Among the signatories of the open letter is Xenia Vytuleva-Herz, Ph.D., architectural theorist, visiting professor at the University of Basel.

“I have a clear opinion on this issue,” Ksenia Vytuleva said in an interview with Russian service media. – Such censorship and such lack of professionalism in the field of education are in principle unacceptable. Especially now. Especially in this case. I am strongly against “cancel culture”. I see all too well what this leads to. It is impossible to cancel, ban, cut, suppress for political and national reasons both research and exhibitions, as well as the work of individual artists.

“VKHUTEMAS is a school that just teaches you to think freely,” Ksenia Vytuleva-Hertz continued. – It was dissolved at the end of the 1920s, when Stalin began to strengthen his personal power in the country. I don’t like that a talented and extremely important exhibition for New York and the world scientific community is canceled because of a slander. I am sure that all signatories of the letter, like me, actively oppose the war. And the curator of the exhibition, Anya Bokova, an architectural historian, wrote an excellent book and defended her thesis at Yale University on VKHUTEMAS. I know Anya, we spoke at the same conferences.

Ksenia Vytuleva-Hertz said that together with her husband, architect Manuel Hertz, she had spent the last two years before the Russian aggression in Kiev, where a synagogue was built last year according to her project in memory of the Babi Yar tragedy.

“Because of the war, my whole soul hurts,” she says. “But cancel the story? – No, it’s not an option, that in itself is very scary. All of us – teachers, historians, curators, artists – were hostages to this extremely unpleasant situation.

“My father, Lazar Khidekel, was close to VKHUTEMAS, its program and its principles,” said Mark Khidekel. – Even the admission card of a student of these workshops has been kept in its archives. But we know that my father returned to Vitebsk and remained a student of Malevich, becoming one of the founders of UNOVIS (avant-garde art association). Canceling the exhibit at Cooper-Union is all the more stupid since the essence of VKHUTEMAS is to serve as a laboratory of the future.
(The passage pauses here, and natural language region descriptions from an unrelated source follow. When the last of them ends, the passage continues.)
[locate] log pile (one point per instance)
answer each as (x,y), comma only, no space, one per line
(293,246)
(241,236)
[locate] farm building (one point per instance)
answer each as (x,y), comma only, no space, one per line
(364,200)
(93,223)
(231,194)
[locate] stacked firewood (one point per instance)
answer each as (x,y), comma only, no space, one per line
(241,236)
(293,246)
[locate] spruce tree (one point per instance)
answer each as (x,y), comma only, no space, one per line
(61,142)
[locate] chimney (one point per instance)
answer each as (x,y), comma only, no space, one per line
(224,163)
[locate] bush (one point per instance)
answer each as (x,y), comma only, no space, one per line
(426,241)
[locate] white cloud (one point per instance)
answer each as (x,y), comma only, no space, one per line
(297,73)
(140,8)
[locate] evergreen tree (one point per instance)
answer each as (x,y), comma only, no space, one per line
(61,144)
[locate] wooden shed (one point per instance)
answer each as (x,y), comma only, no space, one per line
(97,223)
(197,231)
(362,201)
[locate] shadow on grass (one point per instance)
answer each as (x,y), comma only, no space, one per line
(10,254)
The Russian avant-garde largely determined the paths and destinies of 20th century art. It should be borne in mind that the objects of VKhUTEMAS have not been preserved, and the exhibition presents the works of American students of Cooper Union, who reproduce them. Why punish them? It all sounds like a witch hunt. The cancellation of the exhibition means the second, several years later, the murder of the Russian avant-garde. It’s like canceling the periodic table because it’s Russian.”

At the same time, the decision to postpone the exhibition was welcomed by art historian Myroslava Mudrak, professor emeritus at Ohio State University. In an open letter to her colleagues, she called Cooper Union’s decision “courageous and professional.”
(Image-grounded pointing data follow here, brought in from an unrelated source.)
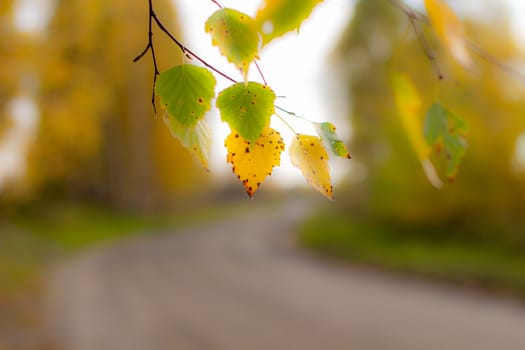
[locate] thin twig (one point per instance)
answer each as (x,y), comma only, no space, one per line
(413,18)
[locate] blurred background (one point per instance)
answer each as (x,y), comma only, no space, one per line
(85,164)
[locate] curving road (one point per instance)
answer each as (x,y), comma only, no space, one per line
(242,284)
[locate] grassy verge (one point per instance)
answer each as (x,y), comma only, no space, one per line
(446,255)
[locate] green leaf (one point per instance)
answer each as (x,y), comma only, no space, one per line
(236,36)
(446,132)
(277,17)
(332,141)
(308,154)
(196,138)
(247,108)
(187,91)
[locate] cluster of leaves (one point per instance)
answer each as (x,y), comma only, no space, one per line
(442,131)
(254,148)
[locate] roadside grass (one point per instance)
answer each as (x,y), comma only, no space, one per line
(33,236)
(440,253)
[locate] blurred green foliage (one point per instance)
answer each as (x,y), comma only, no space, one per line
(445,253)
(488,190)
(470,230)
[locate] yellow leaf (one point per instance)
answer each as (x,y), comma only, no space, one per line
(449,29)
(309,155)
(253,161)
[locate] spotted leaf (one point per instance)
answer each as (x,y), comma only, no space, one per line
(247,108)
(309,155)
(278,17)
(253,161)
(236,36)
(446,132)
(186,90)
(331,140)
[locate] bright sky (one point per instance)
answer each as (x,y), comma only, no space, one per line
(294,67)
“The opening of the exhibition during a full-scale war unleashed by Russia and threatening the very existence of Ukrainian art and culture”, writes Professor Mudrak, “will not only demonstrate the indifference of a part of the current scientific world, but also our professional weakness as historians of Russian and Eastern European art and architecture”.

“A slap in the face of public taste, to paraphrase David Burliuk, who made the East Village his home in the 1920s, can be seen as such a ‘celebration of culture’ in the region where Ukrainians live, the emigrants who fled the Soviet regime, or newly arrived refugees “, – says Miroslava Mudrak.